Tree of Remembrance: Birmingham Groups Gather to Plant Anne Frank Tree

Several Birmingham organizations will join together this month to dedicate a horse chestnut tree, similar to the one that inspired Anne Frank during her years of hiding during the Holocaust, at one of Birmingham’s “sacred spots” for civil rights.

The original tree in Amsterdam narrowly escaped being cut down two years ago. An aggressive fungus has taken hold, and almost half of the wood is rotten. The tree’s structure has been stabilized, and it could stand for another five to 15 years.

Last year, the Anne Frank Center USA announced that it was distributing 11 saplings from the tree to sites across the United States, and applications were being accepted for places that wanted them.

A group of Birmingham organizations, citing the city’s history as a civil rights era battleground, applied for one sapling to be placed in Kelly Ingram Park, which is now called “a place of revolution and reconciliation.” When it was announced that Birmingham would not be one of the sites selected, organizers decided to press on with a similar tree at the same site.

The dedication, “Roots of Courage; Branches of Hope” will be held on April 11 at 1 p.m. at the park. The community is invited.

Max Herzel, a local Holocaust survivor, and Carolyn McKinstry, a survivor of the 1963 bombing of Sixteenth Street Baptist Church, will both speak. There will also be the announcement of the winner of a “Roots of Courage, Branches of Hope” poetry contest for Jefferson County eighth graders.

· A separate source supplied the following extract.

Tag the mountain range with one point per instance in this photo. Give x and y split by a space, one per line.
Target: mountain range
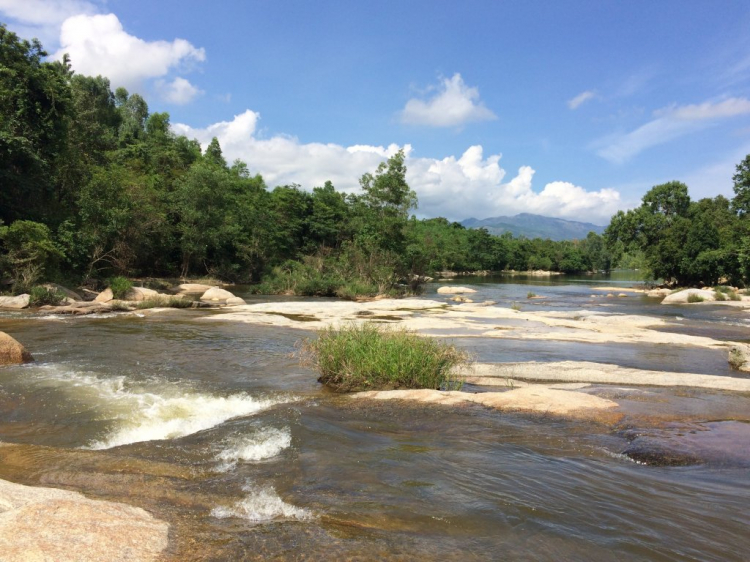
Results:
535 226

The event is being sponsored by the Birmingham Civil Rights Institute, Birmingham Public Library, Sixteenth Street Baptist Church, the Birmingham Jewish Federation’s Jewish Community Relations Committee and the Birmingham Holocaust Education Committee, all of whom were part of the original proposal last summer.

James Horton, director of the Birmingham Botanical Gardens, oversaw site selection and is caring for the tree before planting.

Joel Rotenstreich, former JCRC chairman who formed the project committee last summer, said there are several varieties of horse chestnut trees. “We have been careful to locate and buy the specific Aesculus Hippocastanum variety that was outside Anne Frank’s hiding place in Amsterdam.”

He said one crucial step was the support of Melvin Miller and the members of the Birmingham Park and Recreation Board, for approving the placement of the tree and plaque in the park.

Though Birmingham was not selected for a sapling from the Amsterdam tree, another Southern civil rights site was.

Two of the trees will be in Arkansas — one at Little Rock Central High, where the “Little Rock Nine” integrated schools in 1957 while 1200 soldiers kept order, and one at the Clinton Library in Little Rock.

Other sites include Boston Common, where there are other monuments to liberty; the Southern Cayuga Central School District, near where the women’s rights movement is said to have started; Holocaust centers in Seattle and Farmington Hills, Mich.; at a statue of Anne Frank in Boise, which was previously vandalized by white supremacists; and Sonoma State University in California, where an exhibit was established by one of Anne Frank’s schoolmates who is an Auschwitz survivor.

Three sites were chosen before the contest began — the White House, Ground Zero in New York City, and the Children’s Museum of Indianapolis, home of the “Power of Children” exhibit that honors Anne Frank.